We’ve lost the ability to think. Screens are to blame.

I noticed it during a board meeting a few months ago — someone was presenting a complex GenAI/Agentic Architecture, and I caught myself waiting for a summary slide instead of actually processing the data in front of me. That’s when it hit me: I wasn’t thinking anymore. I was skimming.

Here’s the thing — screens don’t just distract us. They’re quietly rewiring how deeply we engage with information. Every swipe, scroll, and notification trains our brains to process content faster and shallower. The result? We’re progressively losing the cognitive muscle for reflection, analytical judgment, and complex learning.

I’ll be honest — I used to think this was a productivity issue. A time management problem. It’s not. It’s an attention architecture problem.

When we reduce the effort required to process information, we don’t just get faster — we get weaker thinkers.
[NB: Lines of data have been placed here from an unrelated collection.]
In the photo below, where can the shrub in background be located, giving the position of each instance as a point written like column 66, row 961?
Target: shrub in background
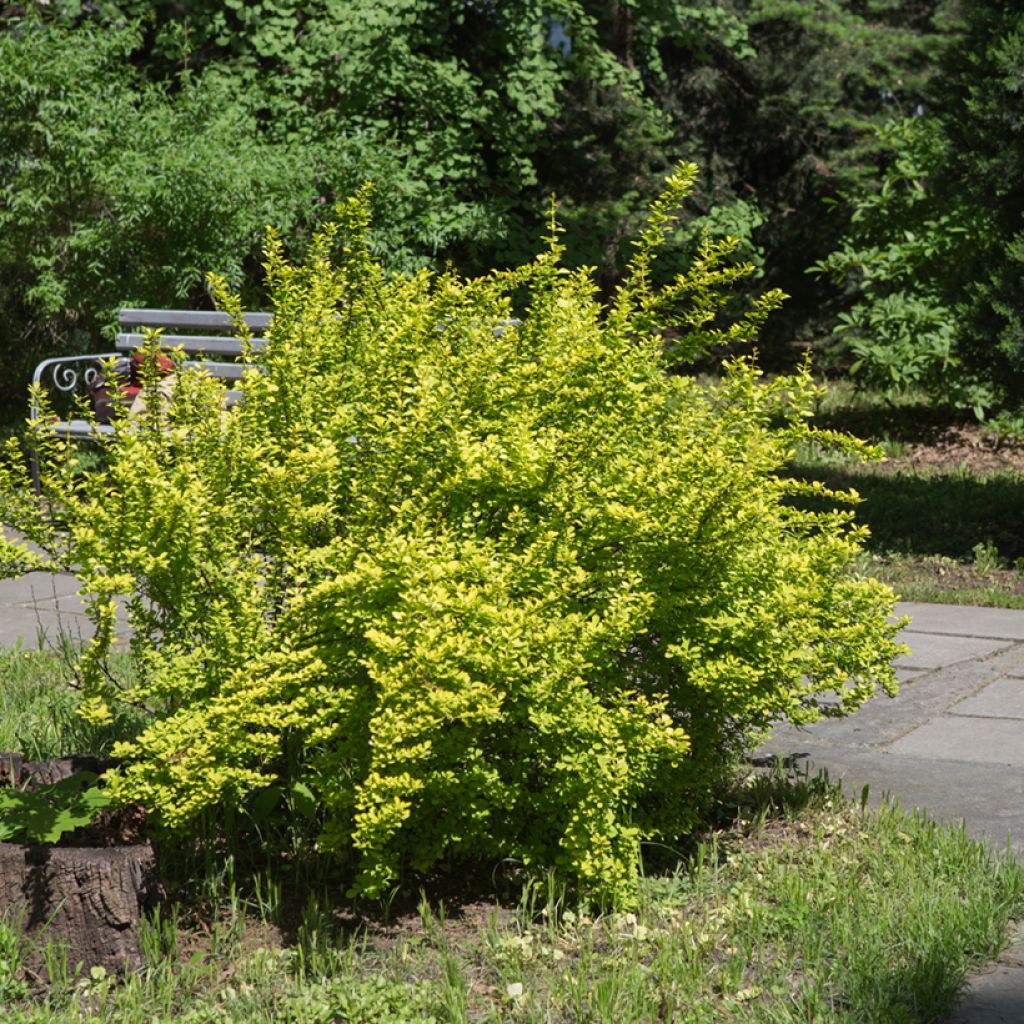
column 485, row 587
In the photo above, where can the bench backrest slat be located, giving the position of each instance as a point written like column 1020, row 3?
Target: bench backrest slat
column 190, row 318
column 221, row 345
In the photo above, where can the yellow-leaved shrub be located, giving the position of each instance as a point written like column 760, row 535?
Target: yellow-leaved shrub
column 467, row 563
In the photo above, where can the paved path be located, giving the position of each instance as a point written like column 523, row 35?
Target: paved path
column 952, row 741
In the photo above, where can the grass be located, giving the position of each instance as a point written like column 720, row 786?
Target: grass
column 38, row 704
column 803, row 908
column 946, row 523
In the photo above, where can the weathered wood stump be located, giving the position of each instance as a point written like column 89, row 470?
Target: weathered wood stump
column 90, row 897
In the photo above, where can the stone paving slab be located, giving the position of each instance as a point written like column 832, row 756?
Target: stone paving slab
column 988, row 799
column 1004, row 698
column 954, row 737
column 936, row 650
column 958, row 620
column 995, row 994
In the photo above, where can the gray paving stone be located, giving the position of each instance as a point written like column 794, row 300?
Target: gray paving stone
column 935, row 650
column 37, row 586
column 995, row 995
column 952, row 737
column 955, row 620
column 1010, row 662
column 39, row 627
column 884, row 720
column 1004, row 698
column 987, row 798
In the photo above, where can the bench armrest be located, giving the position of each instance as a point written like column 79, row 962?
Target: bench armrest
column 67, row 374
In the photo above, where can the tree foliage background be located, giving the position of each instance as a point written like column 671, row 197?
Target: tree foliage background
column 145, row 142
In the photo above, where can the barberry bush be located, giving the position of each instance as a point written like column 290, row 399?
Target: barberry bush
column 468, row 564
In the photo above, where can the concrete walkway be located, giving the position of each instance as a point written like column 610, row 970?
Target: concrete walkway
column 952, row 741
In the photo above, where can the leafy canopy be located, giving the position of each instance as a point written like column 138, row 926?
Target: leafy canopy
column 467, row 563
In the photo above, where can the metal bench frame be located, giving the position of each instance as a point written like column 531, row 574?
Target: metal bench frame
column 209, row 344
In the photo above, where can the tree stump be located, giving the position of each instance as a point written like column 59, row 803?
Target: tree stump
column 89, row 897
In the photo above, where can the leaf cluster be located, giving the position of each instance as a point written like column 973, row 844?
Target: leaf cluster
column 467, row 563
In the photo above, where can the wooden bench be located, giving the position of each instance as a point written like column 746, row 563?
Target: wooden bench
column 207, row 338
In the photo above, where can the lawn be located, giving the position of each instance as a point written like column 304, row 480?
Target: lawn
column 796, row 906
column 791, row 904
column 945, row 509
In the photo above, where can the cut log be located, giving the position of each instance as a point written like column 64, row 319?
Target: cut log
column 91, row 899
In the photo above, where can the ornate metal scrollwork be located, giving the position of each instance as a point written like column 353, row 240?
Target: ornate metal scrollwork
column 69, row 374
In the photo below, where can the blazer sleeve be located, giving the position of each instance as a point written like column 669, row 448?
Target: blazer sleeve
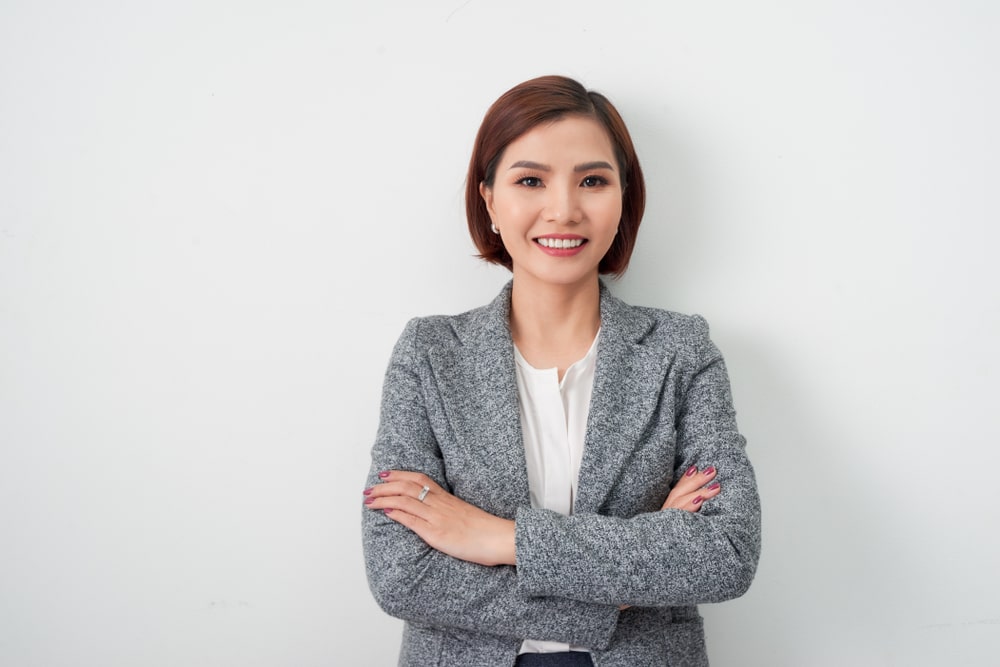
column 664, row 558
column 415, row 582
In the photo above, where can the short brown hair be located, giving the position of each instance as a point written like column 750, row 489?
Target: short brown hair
column 545, row 100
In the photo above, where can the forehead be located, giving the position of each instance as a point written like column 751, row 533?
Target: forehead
column 571, row 138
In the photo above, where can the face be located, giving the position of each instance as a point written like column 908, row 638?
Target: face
column 557, row 201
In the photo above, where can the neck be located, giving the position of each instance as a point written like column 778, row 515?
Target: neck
column 544, row 316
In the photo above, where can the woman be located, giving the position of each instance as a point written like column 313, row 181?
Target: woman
column 557, row 477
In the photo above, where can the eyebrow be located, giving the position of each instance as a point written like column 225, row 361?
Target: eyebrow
column 586, row 166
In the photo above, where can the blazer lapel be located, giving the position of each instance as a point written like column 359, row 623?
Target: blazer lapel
column 478, row 389
column 627, row 385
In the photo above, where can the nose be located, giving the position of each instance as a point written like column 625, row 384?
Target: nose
column 562, row 205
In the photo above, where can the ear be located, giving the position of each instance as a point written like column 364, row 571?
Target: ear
column 487, row 194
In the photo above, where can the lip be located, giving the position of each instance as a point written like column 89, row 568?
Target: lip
column 561, row 252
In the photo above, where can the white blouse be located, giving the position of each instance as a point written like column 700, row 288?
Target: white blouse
column 553, row 424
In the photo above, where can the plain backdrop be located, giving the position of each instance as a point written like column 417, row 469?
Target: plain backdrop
column 215, row 218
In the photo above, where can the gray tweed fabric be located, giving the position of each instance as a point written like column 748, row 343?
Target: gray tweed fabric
column 661, row 403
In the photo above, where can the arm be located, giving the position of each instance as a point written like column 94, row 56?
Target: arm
column 413, row 581
column 662, row 558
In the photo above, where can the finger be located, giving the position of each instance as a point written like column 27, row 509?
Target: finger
column 418, row 478
column 398, row 488
column 411, row 506
column 692, row 480
column 692, row 501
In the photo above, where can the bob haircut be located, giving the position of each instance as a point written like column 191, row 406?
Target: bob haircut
column 546, row 100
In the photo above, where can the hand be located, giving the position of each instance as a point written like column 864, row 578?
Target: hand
column 445, row 522
column 690, row 491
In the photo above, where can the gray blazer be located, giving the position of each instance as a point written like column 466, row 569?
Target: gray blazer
column 661, row 403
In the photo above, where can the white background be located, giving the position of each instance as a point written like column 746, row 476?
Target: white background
column 215, row 218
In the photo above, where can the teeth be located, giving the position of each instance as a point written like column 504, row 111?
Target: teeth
column 560, row 243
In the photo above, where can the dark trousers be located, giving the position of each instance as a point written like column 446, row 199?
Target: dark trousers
column 567, row 659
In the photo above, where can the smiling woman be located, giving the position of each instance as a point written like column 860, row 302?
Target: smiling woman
column 557, row 477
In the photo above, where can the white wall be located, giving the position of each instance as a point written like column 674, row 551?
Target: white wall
column 216, row 217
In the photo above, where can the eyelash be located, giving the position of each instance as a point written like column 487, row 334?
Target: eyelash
column 598, row 181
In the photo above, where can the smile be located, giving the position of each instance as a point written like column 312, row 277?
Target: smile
column 560, row 243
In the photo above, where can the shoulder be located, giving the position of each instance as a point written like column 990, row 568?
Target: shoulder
column 657, row 327
column 486, row 323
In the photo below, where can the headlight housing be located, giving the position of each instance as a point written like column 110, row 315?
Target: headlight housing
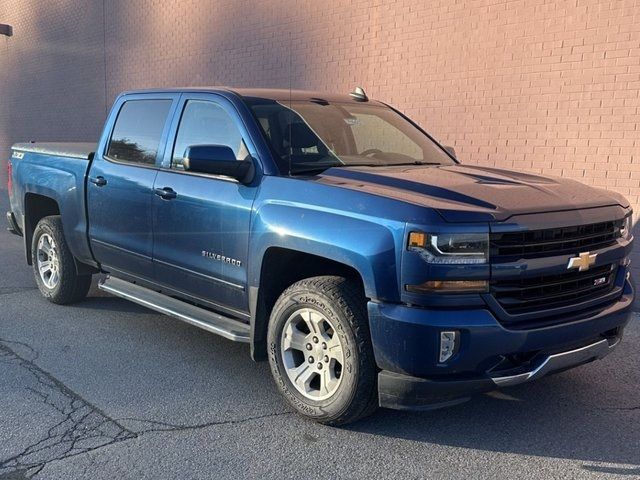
column 451, row 248
column 626, row 227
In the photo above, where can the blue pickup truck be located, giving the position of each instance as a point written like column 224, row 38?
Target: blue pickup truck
column 336, row 237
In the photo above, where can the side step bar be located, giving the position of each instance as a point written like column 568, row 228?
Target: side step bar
column 213, row 322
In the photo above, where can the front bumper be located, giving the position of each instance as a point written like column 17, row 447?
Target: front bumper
column 406, row 345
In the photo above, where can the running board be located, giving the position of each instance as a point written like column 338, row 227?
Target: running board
column 213, row 322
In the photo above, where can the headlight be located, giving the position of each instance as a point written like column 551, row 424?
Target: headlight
column 626, row 227
column 455, row 248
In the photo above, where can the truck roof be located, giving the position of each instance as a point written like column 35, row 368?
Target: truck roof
column 277, row 94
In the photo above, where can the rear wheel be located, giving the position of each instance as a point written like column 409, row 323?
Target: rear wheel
column 320, row 350
column 53, row 264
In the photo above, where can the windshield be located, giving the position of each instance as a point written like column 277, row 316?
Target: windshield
column 315, row 135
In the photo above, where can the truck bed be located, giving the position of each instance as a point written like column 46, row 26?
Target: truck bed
column 79, row 150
The kind of strategic thinking our organizations desperately need — synthesizing ambiguity, making sound judgment calls, leading through complexity — all of it depends on a depth of focus that screen culture is systematically eroding.

So what’s the real challenge here? It’s not logging off. It’s relearning how to manage attention as a strategic resource. That means building deliberate cognitive routines: time without screens before critical decisions, long-form reading as a discipline, protecting the spaces where deep thought is still possible.

The leaders who will define the next decade won’t just be the ones with the best data. They’ll be the ones who can still think about it.

Are you protecting your attention — or just managing your calendar?